La raison d’être des Bibliothèques est de protéger le savoir, qui est un bien de l’humanité, or, malheureusement, à un moment donné, elles devinrent la cible d’attaques.

Du nouveau monde fait partie de ces récits qui m’imposent d’être bref, car les révélations font partie du plaisir de la lecture et je m’en voudrais de le gâcher. Dans l’ensemble, j’ai apprécié cette histoire, même si des ralentissements m’ont parfois un peu sorti du récit. Ce roman m’a semblé manquer par moments de direction, de rythme. Comme s’il se cherchait. Alors que quelques pages plus loin, les péripéties se succédaient sans temps mort.
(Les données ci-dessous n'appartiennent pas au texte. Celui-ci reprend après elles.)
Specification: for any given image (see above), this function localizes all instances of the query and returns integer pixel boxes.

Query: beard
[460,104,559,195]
Malgré cette réserve, l’univers imaginé m’a fortement intéressé et je veux vraiment savoir ce qu’il en est de ses tenants et aboutissants. Un manga et un anime ont été inspiré par cette œuvre, mais le peu que j’en ai vu ne me donne pas envie de creuser dans cette direction. J’attendrai donc patiemment la sortie du tome 2.
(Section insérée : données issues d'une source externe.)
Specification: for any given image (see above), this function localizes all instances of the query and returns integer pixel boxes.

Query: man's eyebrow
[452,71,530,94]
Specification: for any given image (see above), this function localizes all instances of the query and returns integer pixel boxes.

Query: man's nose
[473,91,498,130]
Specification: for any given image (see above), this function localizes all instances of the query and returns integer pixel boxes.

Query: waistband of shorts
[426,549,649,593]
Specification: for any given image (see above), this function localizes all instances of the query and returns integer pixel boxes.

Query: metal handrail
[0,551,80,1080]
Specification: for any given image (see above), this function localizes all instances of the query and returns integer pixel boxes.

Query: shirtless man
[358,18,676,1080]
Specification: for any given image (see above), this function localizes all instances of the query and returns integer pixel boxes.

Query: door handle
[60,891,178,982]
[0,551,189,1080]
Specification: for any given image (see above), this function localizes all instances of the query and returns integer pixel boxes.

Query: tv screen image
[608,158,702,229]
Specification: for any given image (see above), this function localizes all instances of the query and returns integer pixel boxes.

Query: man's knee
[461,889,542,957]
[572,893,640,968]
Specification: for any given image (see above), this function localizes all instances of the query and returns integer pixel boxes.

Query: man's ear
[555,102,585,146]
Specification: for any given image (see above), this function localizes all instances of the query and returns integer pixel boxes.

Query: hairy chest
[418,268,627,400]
Présentation de l’éditeur :

Mille ans après notre ère, le monde est en paix.

À Kamisu 66, une communauté rurale japonaise bâtie au cœur d’une nature luxuriante, les habitants vivent dans l’harmonie et l’égalité. Quant aux menaces extérieures, elles sont tenues à distance grâce au Cordon sacré.
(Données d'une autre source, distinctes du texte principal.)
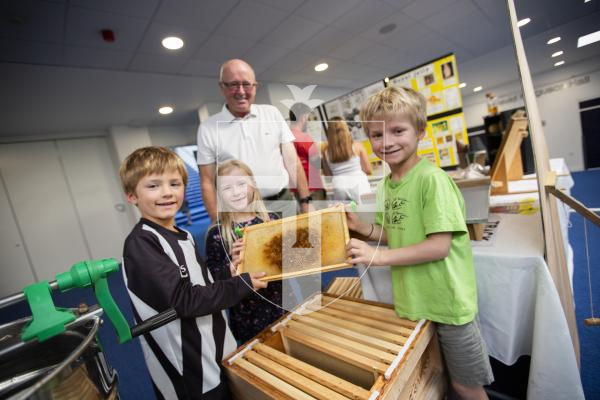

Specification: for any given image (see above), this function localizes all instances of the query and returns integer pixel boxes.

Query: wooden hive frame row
[327,277,363,299]
[224,294,445,400]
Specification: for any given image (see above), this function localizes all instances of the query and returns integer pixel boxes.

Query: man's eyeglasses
[221,81,258,92]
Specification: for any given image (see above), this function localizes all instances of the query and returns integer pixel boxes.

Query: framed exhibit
[387,54,469,167]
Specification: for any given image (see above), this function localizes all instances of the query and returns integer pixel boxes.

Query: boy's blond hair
[360,86,427,135]
[119,146,187,194]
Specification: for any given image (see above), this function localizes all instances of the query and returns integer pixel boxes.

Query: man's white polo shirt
[198,104,294,197]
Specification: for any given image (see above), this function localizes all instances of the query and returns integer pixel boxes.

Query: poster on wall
[323,81,385,142]
[388,54,462,116]
[388,54,469,167]
[417,112,468,167]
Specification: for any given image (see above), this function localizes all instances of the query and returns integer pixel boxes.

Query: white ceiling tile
[423,0,478,30]
[402,0,456,20]
[129,53,186,74]
[360,12,415,42]
[180,60,222,76]
[0,38,63,65]
[155,0,236,31]
[360,44,405,69]
[331,36,373,61]
[256,0,304,11]
[65,7,148,50]
[64,46,133,70]
[332,0,396,33]
[299,27,352,55]
[383,0,419,10]
[271,51,321,72]
[0,0,66,43]
[69,0,159,18]
[193,34,254,63]
[294,0,361,24]
[216,1,287,40]
[263,15,324,49]
[242,43,290,69]
[139,22,209,57]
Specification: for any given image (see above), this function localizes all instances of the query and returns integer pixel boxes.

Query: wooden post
[507,0,579,363]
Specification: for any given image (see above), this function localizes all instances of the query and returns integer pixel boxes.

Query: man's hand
[250,272,267,290]
[346,239,382,265]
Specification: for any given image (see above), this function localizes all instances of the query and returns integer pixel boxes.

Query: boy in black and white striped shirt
[119,147,266,400]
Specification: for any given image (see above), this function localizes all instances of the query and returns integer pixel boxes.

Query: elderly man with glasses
[197,60,311,222]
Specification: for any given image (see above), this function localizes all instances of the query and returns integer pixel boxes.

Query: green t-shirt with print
[376,159,477,325]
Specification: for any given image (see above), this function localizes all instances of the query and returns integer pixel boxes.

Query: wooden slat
[307,304,413,337]
[307,312,408,346]
[281,327,387,374]
[252,343,369,400]
[508,0,579,363]
[244,350,348,400]
[292,314,402,355]
[321,294,417,329]
[287,320,394,364]
[233,358,315,400]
Comme tous les adolescents, Saki et ses amis attendent avec impatience d’être initiés au jyuryoku, un puissant pouvoir psychique. Et si la réalité était plus sombre et plus inquiétante que celle qui leur a été enseignée ? Leur trop grande curiosité risque de mettre en péril cette fragile utopie…

Le 1er tome d’une saga de science-fiction japonaise inoubliable.

Lauréat du Grand Prix Nihon SF

Robert Laffont, collection « Ailleurs & Demain » – 18 avril 2024 (roman inédit traduit du japonais par Mai Beck et Dominique Sylvain –Shinsekai yori (2008)– 306 pages – Illustration : Antoine Zucconi – Grand format : 22 € / Édition numérique : 14,99 €)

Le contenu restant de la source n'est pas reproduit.